I guess there is something wrong with my installation…

I would appreciate it if you could give me some advice.
Warm regards,
Ming.

Hi Ming,

Thank you for posting the question here!

In the first part of the simulation (e…g, prior to attempting a restart), were “restart” files written to the output folder?

The reason you need to use “set Number of grouped files = 0” is that the cluster file system does not support MPI-IO. If this is the case, restart files cannot be written unless one modifies p4est.

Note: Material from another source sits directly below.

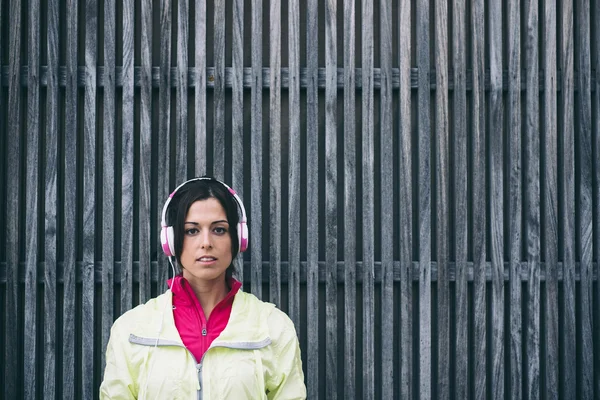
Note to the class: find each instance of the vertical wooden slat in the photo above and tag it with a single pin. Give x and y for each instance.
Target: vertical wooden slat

A number of us have successfully dealt with this by adding “–disable-mpiio” to lines 76 and 90 in candi/deal.II-toolchain/packages/p4est.package, assuming you build deal.II with candi.

Cheers,
John

Hi John,

Thanks for your suggestion.
I just tried to rebuild p4est as you said and now it can be restarted.

Cheers,
Ming

Hi Ming,
great that this fixed your problem. I would like to note that not using MPI I/O can lead to degraded performance when running computations (especially when they are large) and changing this setting in p4est is a work-around that might cause other problems (incorrect restart files could potentially happen).
So, longer term, it might be worth figuring out with your admins why MPI I/O does not work on your machine.